INTP akan memulai pembangunan pabrik di awal 2010. Pada satu tahun ke depan, pabrik dapat memproduksi semen sebanyak 2-2,5 juta ton untuk dua pabrik penggilingan.
"Pabrik Citereup masih dalam tahap perencanaan. Waktu pembangunan 1-1,5 tahun," kata Christian.
Pemilihan Citereup sebagai lokasi pembangunan pabrik, dikarenakan potensi lahan di sana masih berjangka panjang. "Untuk Citereup ataupun Tarjun punya land reserve yang panjang, di atas 100 tahun," tambahnya.
Lanjut Corporate Secretary INTP Dani Handayani, nilai investasi yang disiapkan sebesar Rp 700 miliar. Ini setara dengan investasi US$ 35 untuk tiap ton produksi.
Pabrik ini merupakan lahan lama yang belum tergarap. "Kalau untuk kawasan green field, investasinya malah lebih mahal, yaitu US$ 100 untuk tiap ton produksi," imbuhnya.

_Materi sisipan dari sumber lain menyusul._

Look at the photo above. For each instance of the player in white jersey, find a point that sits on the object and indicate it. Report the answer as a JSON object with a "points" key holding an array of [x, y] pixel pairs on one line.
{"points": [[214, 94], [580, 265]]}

Perseroan juga telah menyiapkan pembangunan pabrik lain di dua wilayah alternatif, yaitu Tarjun Kalimantan, ataupun Jawa Tengah. Saat ini sedang pada dilakukan studi geological.
"New factory akan dibangun paling lambat tahun depan. Waktu pembangunan 3-4 tahun. Kapasitas produksi diperkirakan 2-3 juta ton. Nilai investasi Rp 500-600 miliar," paparnya.